Папа, брат и сын о Дмитрии Марьянове: «Так он и жил, на грани»
С папой Дмитрия Юрием Георгиевичем и старшим братом Михаилом «Антенна» встретилась в их дачном доме в 70 км от Москвы.
Юрий Георгиевич: Мне тут все о Диме напоминает. Сижу, подумаю о чем-то и не могу сдержать слез. Тяжело. Вон на стене — две шкуры оленя, его сувенир из Лапландии. Мне такую купил, себе и сыну Дане, они с ним вместе туда ездили. А когда ремонт делал, отдал свою, сказал, что на даче больше к месту. На кухне живет попугай, ему уже лет 10. Когда сын снимался в «Охоте на гения», у его героя такой был, и Диме выдали птицу заранее, чтобы привыкли друг к другу. Так он себе попугая и оставил. Говорить он не учился, но смеется и каркает.
У нас раньше был другой дом подо Ржевом, но та деревня угасала, людей все меньше, зимой не проехать. Рита, жена моя и мама Миши и Димы (ее не стало в 2006 году. — Прим. «Антенны»), когда вышла на пенсию, сказала: «Надо искать другой». И как-то наткнулась в газете на объявление о продаже этого дома. Помню, Дима зашел, стройка еще не была закончена, но камин уже возвели, и произнес: «О, мечта поэта!»
Дима приезжал ко мне довольно часто, несколько раз даже на мотоцикле. Звонил: «Пап, ты как? Что делаешь?» Отвечал: «Все хорошо, телевизор смотрю». Он: «Открывай, я за воротами стою». И всегда с пакетами продуктов. Сыновья оба такие внимательные, заботливые: «Пап, есть деньги? Как с дровами?»
Михаил: Мы тут все вместе обживали.

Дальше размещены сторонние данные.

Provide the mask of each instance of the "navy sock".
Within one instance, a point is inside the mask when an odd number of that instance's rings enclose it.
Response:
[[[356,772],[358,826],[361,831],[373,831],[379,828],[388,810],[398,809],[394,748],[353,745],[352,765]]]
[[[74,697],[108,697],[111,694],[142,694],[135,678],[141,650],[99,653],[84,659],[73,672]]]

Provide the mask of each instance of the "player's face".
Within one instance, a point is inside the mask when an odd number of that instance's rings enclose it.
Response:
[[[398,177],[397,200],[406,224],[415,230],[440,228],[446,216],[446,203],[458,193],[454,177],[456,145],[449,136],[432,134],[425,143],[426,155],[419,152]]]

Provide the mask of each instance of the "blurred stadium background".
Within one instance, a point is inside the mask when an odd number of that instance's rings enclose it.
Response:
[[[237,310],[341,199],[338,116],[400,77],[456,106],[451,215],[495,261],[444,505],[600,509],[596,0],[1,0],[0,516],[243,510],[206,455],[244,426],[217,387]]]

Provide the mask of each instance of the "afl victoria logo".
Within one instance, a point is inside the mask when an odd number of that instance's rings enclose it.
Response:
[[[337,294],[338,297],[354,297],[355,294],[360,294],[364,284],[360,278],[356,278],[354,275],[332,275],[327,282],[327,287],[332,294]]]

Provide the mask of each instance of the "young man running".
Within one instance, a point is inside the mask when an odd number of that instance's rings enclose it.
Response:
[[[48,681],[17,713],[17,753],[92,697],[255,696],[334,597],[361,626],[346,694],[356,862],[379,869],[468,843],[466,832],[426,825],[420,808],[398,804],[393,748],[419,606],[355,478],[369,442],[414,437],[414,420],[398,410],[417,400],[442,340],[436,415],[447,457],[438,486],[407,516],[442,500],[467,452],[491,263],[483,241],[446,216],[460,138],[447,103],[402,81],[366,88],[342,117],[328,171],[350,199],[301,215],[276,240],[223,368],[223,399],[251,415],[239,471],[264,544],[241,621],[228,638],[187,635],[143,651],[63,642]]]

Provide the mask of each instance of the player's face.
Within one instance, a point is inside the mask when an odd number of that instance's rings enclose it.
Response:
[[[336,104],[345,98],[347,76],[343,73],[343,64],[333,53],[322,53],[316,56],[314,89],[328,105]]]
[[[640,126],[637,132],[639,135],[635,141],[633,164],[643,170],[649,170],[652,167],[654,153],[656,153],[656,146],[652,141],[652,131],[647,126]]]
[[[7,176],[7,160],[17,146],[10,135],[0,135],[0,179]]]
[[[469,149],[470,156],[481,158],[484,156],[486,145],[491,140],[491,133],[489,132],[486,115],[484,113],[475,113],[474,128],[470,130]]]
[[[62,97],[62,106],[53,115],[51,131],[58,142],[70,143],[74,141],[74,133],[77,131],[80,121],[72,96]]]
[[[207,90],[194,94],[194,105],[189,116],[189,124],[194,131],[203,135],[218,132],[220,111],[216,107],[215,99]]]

Что-то Дима привозил, что-то я. Нам с братом проще было помочь отцу финансово, чем самим всем заниматься. Мы в стройке не специалисты, да и она в основном летом идет, а в это время съемочный период (Михаил — руководитель пиротехнической фирмы, занимается спецэффектами в кино. — Прим. «Антенны»). Так что папа у нас за прораба, а наша с братом задача — финансами обеспечить. Мы приезжали сюда отдыхать.
Ю.Г.: Попросишь их покосить, землю разбросать — сделают. На даче только смородина, лук, чеснок, мы не стали увлекаться ни огурцами, ни помидорами. Уже по прошлой даче поняли, что не нужно тратить силы и время на огород.
М.: Да, а то хочешь подышать свежим воздухом, поваляться, а папа: «Картошечку прополете, ребята?» Переглянемся с Димкой, пойдем к соседке и купим у нее мешок картошки — держи. Обычно мы сюда приезжали на пару дней, дольше не позволяла работа, а вот в Новый год собирались здесь обязательно. Это как закон. Дима отыгрывал спектакль 30 декабря и прямиком сюда. В угол комнаты папа елку ставил. Каждый что-то привозил из дома. На мне был оливье, готовил целый тазик. Димка любил, как я его мелко режу. У меня же еще диплом повара, так что навык в этом есть. Ну и фейерверки были на нас с Димкой. Смотреть наш салют все соседи собирались. А потом толпа перемещалась из дома в дом — у каждого посидеть, отметить.
Ю.Г.: Знаю, что в семьях складывается по-разному, но у Миши с Димой все было хорошо. Они с детства дружили. Случалось, конечно, в детстве так, что старший что-то натворит, а младший отвечает.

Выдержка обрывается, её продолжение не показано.